Moving to MikroTik as a Home Router
I finally got some time to retire my venerable Netgear WNR3500Lv2 soap-box router. It worked perfectly, and still works. I guess I will find some use for it eventually.
The new beast is Mikrotik RB951G-2HnD. I liked it when I got it, but I was afraid I won’t be able it to configure it for my needs just as easily as it was with the Netgear thing and previous DD-Wrt boxes. So MikroTik was collecting dust for more than half a year. Now, as I finally managed to do it, it turned out I was right — for an n00b like me getting the damn thing to work required almost two days.
Most problems were related to firewall, NAT and port forwarding. Me, being a n00b, was stupid enough to set up a bunch of VMs in the past. And now many of them require certain ports to be accessible from outside. And inside. Having both worlds is the tricky part. A careful rewriting of source address, destination address, masquerading, and filtering based on which interface a packet has arrived finally got me what I wanted.
Setting L2TP working with my provider was also non-trivial, but searching the Net offered an answer pretty quickly.

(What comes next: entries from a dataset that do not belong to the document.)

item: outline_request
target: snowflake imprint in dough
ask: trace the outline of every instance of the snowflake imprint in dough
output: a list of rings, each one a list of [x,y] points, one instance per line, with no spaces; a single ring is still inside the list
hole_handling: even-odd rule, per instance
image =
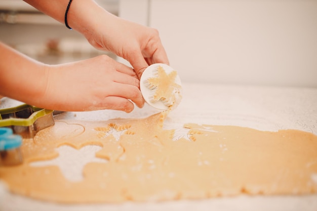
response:
[[[145,81],[146,87],[152,91],[150,100],[152,102],[161,100],[167,106],[173,105],[176,101],[175,94],[179,93],[181,89],[175,82],[177,72],[174,70],[168,74],[161,66],[154,71],[155,76]]]
[[[106,127],[96,128],[95,130],[98,132],[98,136],[99,138],[105,138],[112,135],[116,141],[118,141],[120,139],[120,137],[124,134],[134,134],[134,133],[128,131],[128,129],[131,126],[131,125],[119,125],[116,124],[110,123]]]

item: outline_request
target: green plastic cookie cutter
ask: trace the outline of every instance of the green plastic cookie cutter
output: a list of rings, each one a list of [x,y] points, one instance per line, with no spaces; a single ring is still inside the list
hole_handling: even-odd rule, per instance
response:
[[[55,122],[52,110],[39,108],[4,97],[0,103],[0,127],[9,127],[23,138],[35,136]]]

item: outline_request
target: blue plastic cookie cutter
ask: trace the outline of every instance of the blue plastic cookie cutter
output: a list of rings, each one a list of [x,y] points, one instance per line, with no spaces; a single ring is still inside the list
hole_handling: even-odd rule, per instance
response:
[[[20,147],[22,138],[13,134],[12,129],[0,128],[0,165],[20,164],[23,157]]]

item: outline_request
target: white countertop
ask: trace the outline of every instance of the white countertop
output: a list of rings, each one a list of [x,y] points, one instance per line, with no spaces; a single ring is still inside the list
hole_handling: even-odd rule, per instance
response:
[[[234,125],[262,131],[296,129],[317,135],[316,89],[188,83],[183,85],[183,100],[169,115],[164,125],[167,129],[180,130],[184,123],[190,122]],[[111,110],[65,112],[55,118],[56,119],[68,118],[87,120],[116,117],[141,118],[158,111],[146,105],[144,108],[136,108],[129,114]],[[83,150],[93,151],[96,150],[94,147],[91,146]],[[61,147],[58,151],[71,154],[74,150],[70,150],[69,148]],[[68,157],[70,159],[71,157],[71,155]],[[86,160],[87,159],[94,158],[83,156],[81,159],[80,161],[87,162]],[[63,165],[62,160],[56,160],[56,162],[59,165]],[[60,166],[61,168],[62,168],[61,165]],[[74,166],[76,165],[74,164]],[[80,180],[81,175],[79,177],[78,175],[80,171],[75,168],[62,170],[62,172],[66,178],[69,178],[71,180],[72,177],[74,180],[76,177],[76,179]],[[317,194],[300,196],[242,195],[234,197],[160,203],[135,203],[129,202],[120,204],[65,205],[38,201],[12,194],[6,190],[3,184],[0,185],[0,210],[155,210],[164,209],[170,210],[191,210],[194,209],[316,210]]]

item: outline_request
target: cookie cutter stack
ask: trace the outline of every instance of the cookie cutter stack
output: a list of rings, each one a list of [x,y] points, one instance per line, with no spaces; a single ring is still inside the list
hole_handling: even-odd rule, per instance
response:
[[[21,163],[23,157],[20,147],[22,137],[14,135],[8,128],[0,128],[0,166]]]
[[[38,131],[55,124],[53,111],[6,97],[0,101],[0,133],[3,134],[0,165],[18,164],[22,161],[20,145],[18,137],[14,135],[20,136],[21,139],[33,138]]]

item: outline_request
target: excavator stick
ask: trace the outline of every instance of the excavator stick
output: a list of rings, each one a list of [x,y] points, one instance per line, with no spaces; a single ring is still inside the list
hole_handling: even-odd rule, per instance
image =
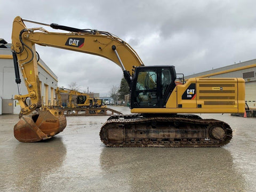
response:
[[[15,138],[21,142],[31,142],[49,139],[62,131],[67,125],[64,116],[56,117],[48,110],[23,115],[15,125]]]

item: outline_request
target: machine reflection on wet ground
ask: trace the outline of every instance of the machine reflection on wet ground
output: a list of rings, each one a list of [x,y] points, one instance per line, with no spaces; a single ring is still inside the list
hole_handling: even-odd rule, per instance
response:
[[[99,135],[108,117],[86,116],[67,117],[63,132],[23,143],[13,135],[18,116],[0,116],[0,190],[256,191],[255,119],[199,115],[228,123],[230,142],[222,148],[109,148]]]

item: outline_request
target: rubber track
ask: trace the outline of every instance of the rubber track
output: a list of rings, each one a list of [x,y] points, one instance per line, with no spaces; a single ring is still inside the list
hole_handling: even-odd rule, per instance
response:
[[[163,115],[163,114],[162,114]],[[225,131],[225,136],[224,139],[218,140],[211,138],[208,139],[195,139],[191,140],[189,138],[182,140],[179,139],[169,140],[169,141],[149,141],[148,143],[145,143],[142,139],[136,141],[129,141],[125,138],[125,142],[122,143],[111,143],[108,141],[107,138],[108,127],[111,126],[116,127],[118,125],[123,125],[124,129],[126,126],[136,125],[139,126],[140,124],[150,123],[153,121],[157,122],[171,122],[173,121],[182,122],[183,123],[193,124],[198,125],[199,126],[207,126],[207,129],[210,126],[218,126],[222,127]],[[213,119],[202,119],[199,116],[195,115],[173,115],[172,116],[160,116],[154,115],[145,117],[141,114],[131,115],[112,115],[107,121],[102,125],[100,132],[100,137],[102,142],[108,147],[221,147],[229,142],[232,138],[232,130],[229,125],[221,121]]]

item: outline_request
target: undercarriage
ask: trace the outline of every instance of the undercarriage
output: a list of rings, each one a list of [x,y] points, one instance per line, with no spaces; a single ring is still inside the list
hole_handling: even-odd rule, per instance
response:
[[[101,127],[109,147],[220,147],[232,138],[227,123],[195,115],[113,115]]]

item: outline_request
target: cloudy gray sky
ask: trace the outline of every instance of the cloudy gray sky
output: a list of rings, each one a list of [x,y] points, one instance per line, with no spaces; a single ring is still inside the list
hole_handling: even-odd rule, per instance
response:
[[[19,15],[109,31],[127,42],[145,65],[174,65],[185,75],[256,58],[255,1],[0,0],[0,38],[8,42],[12,21]],[[106,59],[36,49],[58,76],[59,86],[75,81],[81,91],[89,86],[105,97],[113,85],[119,85],[122,70]]]

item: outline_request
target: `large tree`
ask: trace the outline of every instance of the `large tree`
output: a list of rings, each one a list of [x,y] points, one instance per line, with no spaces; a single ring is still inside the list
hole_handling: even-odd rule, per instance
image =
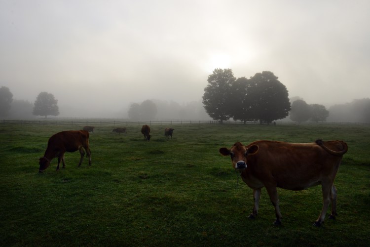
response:
[[[291,110],[288,90],[272,72],[257,73],[249,79],[248,97],[251,101],[253,115],[260,123],[271,123],[285,118]]]
[[[202,97],[204,107],[211,118],[221,123],[230,117],[230,88],[235,80],[230,69],[215,69],[208,76]]]
[[[53,94],[41,92],[35,101],[32,114],[35,116],[44,116],[45,118],[48,115],[58,116],[59,108],[57,103],[58,100],[54,98]]]
[[[0,118],[8,115],[13,101],[13,94],[8,87],[1,86],[0,88]]]
[[[306,101],[298,99],[292,103],[290,119],[292,121],[300,124],[306,122],[311,117],[311,108]]]
[[[245,77],[238,78],[231,86],[230,109],[234,120],[247,121],[255,120],[256,114],[253,108],[253,99],[250,95],[252,84]]]
[[[323,105],[313,104],[310,105],[311,107],[311,121],[318,123],[325,122],[329,116],[329,112]]]

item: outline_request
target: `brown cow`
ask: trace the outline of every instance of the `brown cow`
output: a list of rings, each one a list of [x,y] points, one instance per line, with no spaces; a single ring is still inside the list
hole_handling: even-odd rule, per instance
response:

Securing the thing so that router management facilities are not exposed on external interfaces also was described somewhere.
Compared to that, static DHCP leases for VMs was an easy part. As a bonus, I was able to clean up unused port bindings, understand what VMs are still there and what have been dead for a while, etc.
Some useful links I found on the Net which helped me to finally figure this thing out:
- http://homenet.beeline.ru/index.php?showtopic=252615&st=180&p=1065169593&#entry1065169593 - on L2TP troubles
- http://spw.ru/solutions/nastrojka_fajrvolla_na_mikrotik_chast_2/ - on securing the thing
- http://wiki.mikrotik.com/wiki/Hairpin_NAT - this is how the abomination I was creating is called by networking people. A hairpin is a U-shaped fixture for hair, obviously.
All that said, the MikroTik ecosystem actually looks great. The Winbox management application is really powerful, and it works under Wine all right. The best thing is that commands from console are reflected in GUI immediately, and most of the time it is possible to correlate which CLI options match which GUI elements after that. The log system is also awesome for debugging, as it allows to selectively choose which event are shown and what tags they are prepended with.
Console command-line interface actually makes sense. It differs from Unix shell customs, and that is a very good thing in fact.